For 40 years Poster Plus has carried a wide variety of Original Vintage Posters. From 1890's European advertising to American Travel Posters. From WPA, World War Propaganda, and Circus Posters to Artist exhibitions. We invite you to visit our gallery or browse our extensive collection online.
The modern history of posters began with Jules Cheret, who in the 1850's revolutionized the lithography printing technique by adding color. The poster as an advertising vehicle quickly spread from France throughout Europe and to the US. The drab broadsides with an overabundance of type were replaced with bright colors and often scantily clad women inviting the viewer to go to the Folies Bergere, to buy Absinthe Robette, or to shop for clothing, perfume or biscuits.

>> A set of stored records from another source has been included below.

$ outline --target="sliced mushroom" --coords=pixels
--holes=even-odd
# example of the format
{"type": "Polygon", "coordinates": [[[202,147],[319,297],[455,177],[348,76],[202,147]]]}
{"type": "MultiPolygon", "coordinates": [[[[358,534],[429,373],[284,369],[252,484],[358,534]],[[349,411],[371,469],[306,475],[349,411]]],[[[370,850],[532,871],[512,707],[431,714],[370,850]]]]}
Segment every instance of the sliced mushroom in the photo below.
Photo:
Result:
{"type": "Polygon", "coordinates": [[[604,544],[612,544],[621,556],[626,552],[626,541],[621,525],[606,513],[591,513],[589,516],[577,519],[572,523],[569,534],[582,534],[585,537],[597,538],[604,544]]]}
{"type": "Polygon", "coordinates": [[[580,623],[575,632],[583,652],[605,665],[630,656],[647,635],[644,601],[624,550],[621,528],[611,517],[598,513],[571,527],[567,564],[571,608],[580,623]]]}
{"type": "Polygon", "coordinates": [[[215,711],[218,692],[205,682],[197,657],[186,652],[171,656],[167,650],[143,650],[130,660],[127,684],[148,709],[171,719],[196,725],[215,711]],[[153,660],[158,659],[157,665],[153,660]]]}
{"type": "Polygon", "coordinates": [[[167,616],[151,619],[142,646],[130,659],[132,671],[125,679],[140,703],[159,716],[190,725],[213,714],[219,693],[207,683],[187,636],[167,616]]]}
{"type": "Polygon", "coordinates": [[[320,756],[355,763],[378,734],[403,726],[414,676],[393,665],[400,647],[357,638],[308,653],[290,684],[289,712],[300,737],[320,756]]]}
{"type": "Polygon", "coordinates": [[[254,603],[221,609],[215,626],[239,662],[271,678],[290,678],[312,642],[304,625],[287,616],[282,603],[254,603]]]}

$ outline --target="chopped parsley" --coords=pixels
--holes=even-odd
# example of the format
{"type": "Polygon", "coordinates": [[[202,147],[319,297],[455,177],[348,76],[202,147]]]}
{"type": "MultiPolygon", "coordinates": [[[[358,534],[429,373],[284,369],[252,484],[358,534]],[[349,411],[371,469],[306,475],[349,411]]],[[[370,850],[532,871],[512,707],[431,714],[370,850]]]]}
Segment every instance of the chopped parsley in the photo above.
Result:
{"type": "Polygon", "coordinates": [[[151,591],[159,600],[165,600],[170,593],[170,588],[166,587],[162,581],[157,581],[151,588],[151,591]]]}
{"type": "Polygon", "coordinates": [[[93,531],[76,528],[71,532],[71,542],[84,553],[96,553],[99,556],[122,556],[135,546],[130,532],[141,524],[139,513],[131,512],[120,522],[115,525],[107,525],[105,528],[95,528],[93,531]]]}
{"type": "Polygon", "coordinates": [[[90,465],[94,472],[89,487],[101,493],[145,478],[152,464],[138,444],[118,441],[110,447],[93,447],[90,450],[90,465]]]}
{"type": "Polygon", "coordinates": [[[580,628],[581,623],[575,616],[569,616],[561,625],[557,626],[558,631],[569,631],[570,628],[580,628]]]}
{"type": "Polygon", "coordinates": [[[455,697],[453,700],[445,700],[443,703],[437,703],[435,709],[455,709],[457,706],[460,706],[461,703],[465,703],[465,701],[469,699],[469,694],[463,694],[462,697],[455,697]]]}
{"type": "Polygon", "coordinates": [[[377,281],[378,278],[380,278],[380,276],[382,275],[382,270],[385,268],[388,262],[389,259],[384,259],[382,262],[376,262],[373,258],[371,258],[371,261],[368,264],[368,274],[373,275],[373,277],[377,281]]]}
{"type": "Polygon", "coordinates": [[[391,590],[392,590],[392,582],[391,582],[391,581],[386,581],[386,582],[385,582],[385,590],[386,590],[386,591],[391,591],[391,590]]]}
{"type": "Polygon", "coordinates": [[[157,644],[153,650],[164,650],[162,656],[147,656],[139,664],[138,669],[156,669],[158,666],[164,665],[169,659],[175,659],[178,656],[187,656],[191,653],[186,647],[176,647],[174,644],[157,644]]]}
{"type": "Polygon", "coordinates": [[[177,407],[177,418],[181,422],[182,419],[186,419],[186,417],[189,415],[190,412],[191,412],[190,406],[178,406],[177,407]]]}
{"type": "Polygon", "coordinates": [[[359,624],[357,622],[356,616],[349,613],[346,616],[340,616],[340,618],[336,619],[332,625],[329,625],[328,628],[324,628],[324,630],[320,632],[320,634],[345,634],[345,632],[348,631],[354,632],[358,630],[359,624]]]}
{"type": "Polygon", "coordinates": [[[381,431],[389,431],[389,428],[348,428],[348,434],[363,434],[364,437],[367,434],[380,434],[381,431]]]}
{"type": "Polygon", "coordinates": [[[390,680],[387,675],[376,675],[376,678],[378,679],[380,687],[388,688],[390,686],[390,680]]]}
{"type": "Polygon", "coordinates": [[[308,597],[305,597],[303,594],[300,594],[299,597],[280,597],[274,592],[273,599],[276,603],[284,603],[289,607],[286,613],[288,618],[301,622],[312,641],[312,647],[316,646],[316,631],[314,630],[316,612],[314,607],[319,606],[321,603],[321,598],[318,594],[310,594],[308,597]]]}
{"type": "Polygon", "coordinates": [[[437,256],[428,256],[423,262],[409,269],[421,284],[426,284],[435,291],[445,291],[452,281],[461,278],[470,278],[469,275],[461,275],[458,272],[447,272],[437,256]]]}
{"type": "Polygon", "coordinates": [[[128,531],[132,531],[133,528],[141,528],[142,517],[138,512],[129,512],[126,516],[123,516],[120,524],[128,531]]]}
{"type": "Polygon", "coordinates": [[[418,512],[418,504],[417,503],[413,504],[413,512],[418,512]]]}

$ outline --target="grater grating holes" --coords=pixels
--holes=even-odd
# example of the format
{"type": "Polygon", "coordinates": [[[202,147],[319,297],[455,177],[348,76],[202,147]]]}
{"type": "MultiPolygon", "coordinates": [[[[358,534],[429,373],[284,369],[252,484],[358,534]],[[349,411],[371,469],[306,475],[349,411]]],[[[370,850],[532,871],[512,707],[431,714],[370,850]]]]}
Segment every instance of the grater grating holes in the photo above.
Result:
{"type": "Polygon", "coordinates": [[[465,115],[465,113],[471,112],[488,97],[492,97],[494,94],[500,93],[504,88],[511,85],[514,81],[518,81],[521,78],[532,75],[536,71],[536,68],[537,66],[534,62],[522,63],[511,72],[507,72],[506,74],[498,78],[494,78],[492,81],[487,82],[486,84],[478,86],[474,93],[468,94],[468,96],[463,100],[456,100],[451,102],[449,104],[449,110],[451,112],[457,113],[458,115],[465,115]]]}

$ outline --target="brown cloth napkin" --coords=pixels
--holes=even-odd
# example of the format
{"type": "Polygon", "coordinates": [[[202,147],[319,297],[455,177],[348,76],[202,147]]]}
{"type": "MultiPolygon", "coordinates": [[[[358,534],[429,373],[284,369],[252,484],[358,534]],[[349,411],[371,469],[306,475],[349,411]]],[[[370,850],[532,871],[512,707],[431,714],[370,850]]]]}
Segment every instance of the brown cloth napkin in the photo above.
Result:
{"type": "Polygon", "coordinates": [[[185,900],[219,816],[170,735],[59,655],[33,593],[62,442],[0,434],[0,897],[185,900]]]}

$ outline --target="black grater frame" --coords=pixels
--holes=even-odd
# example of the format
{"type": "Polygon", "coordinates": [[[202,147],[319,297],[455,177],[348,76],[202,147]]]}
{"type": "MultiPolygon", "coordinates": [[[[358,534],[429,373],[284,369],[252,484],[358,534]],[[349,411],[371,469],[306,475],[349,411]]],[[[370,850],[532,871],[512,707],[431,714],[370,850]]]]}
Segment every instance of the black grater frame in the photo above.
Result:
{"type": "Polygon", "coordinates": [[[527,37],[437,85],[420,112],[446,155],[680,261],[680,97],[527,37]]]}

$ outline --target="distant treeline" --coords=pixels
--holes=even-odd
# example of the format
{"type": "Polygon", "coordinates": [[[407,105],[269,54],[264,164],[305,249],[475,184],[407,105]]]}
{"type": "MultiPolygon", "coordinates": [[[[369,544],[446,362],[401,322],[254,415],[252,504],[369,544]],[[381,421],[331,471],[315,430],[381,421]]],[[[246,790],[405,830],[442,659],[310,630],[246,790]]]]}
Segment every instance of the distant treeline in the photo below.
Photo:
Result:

It quickly became known as the art of the streets, and collecting was so widespread in the 1890's that one could buy a Toulouse-Lautrec poster in Paris or Chicago.
In the United States, poster advertising exploded in the 1890's with Harper's and other popular magazines issuing monthly posters. Circuses such as Ringling Brothers or Barnum & Bailey preceded their arrival in towns all across the country with posters plastered on every vacant wall. World Wars I and II led to the use of the poster as a propaganda tool; posters encouraged citizens to enlist, conserve, produce and buy bonds.
Posters as advertising messages declined after WWII with the use of color in periodicals and television. Posters were truly ephemeral pieces of paper. They were pasted over, torn down and discarded when the event or campaign ended. It is a testament to their beauty, interest and cultural value that some few survived. Throughout the periods of poster production collectors obtained the latest designs by bribing the workers pasting up the posters, tearing the posters off a wall, or by purchasing them from the publisher or specialty shops.
Collecting as a passion or hobby has gone through several periods of intense interest. During the "poster craze" of the 1890's large private collections were assembled in Europe and the US. The patriotism of the two World Wars led to collecting once again. Today, people all over the world are not only collecting vintage posters but are for the first time displaying them in their homes and offices. Corporations are buying back posters they once discarded. Museums are discovering posters in their dusty storerooms and putting them on display. These activities and the last 30 years of ever-increasing interest confirm that posters are gaining recognition not only as wonderful decorative objects, but also as important artistic and cultural artifacts.